What is a Call Option?
Posted by: Ethan Bloch on
Oct 29th, 2008 |
Filed under: Investing Moment, Video
If you’re interested in trading options, you need to understand the difference between the two major types—calls and puts.
First, let’s review how options work. An option is a contract. It gives you the right—but not the obligation—to buy or sell an asset at a specific price before a certain date.
As I mentioned, there are two types of options. One is the call option. It gives you the right to buy an asset at a certain price by a certain date.
That may seem complicated, so let’s look at an example.
Say you think a particular stock, which is currently trading at $100 a share, is going to skyrocket, but you’re short on cash at the moment.
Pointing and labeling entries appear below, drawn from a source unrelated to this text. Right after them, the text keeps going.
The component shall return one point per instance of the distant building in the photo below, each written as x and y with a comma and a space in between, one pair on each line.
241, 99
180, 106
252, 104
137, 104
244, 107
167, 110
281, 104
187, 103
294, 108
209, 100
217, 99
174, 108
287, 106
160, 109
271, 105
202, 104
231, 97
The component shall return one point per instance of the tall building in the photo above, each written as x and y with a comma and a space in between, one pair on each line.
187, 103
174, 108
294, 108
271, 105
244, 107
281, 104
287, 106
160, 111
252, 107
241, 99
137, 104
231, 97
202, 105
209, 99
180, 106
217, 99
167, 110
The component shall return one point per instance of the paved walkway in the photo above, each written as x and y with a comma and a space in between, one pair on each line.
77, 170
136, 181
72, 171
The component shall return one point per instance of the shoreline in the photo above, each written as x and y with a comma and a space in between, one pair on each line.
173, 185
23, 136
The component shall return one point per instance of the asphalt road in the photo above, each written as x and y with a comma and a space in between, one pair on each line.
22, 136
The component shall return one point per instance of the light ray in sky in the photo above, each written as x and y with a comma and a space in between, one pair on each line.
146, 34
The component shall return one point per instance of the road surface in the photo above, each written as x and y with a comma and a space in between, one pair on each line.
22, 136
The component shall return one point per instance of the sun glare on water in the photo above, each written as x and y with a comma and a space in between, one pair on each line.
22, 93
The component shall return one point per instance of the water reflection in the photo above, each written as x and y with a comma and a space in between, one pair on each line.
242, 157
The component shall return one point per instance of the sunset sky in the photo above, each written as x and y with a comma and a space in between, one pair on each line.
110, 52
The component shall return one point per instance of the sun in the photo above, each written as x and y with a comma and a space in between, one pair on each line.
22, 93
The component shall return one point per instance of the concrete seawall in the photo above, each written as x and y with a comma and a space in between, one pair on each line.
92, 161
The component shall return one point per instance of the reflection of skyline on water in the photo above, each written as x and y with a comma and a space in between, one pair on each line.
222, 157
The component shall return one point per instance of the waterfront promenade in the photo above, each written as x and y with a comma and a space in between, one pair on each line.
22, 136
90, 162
So, you buy a call option on that stock for $1,000. It lets you buy 100 shares of the stock at $100 each anytime within the next three months.
As you predicted, the stock goes through the roof, hitting $1,000 a share. But guess what? You have a contract. Someone has to sell you the stock for $100 a share.
So, you borrow the cash, buy the stock for $100 share, and promptly sell it for $1000 a share. Your profit: $900 per share, or $90,000, minus the cost of the option contract.
So, to sum up, call options are similar to owning stock. You would buy a call option on a stock if you think the stock will increase in value before the option expires.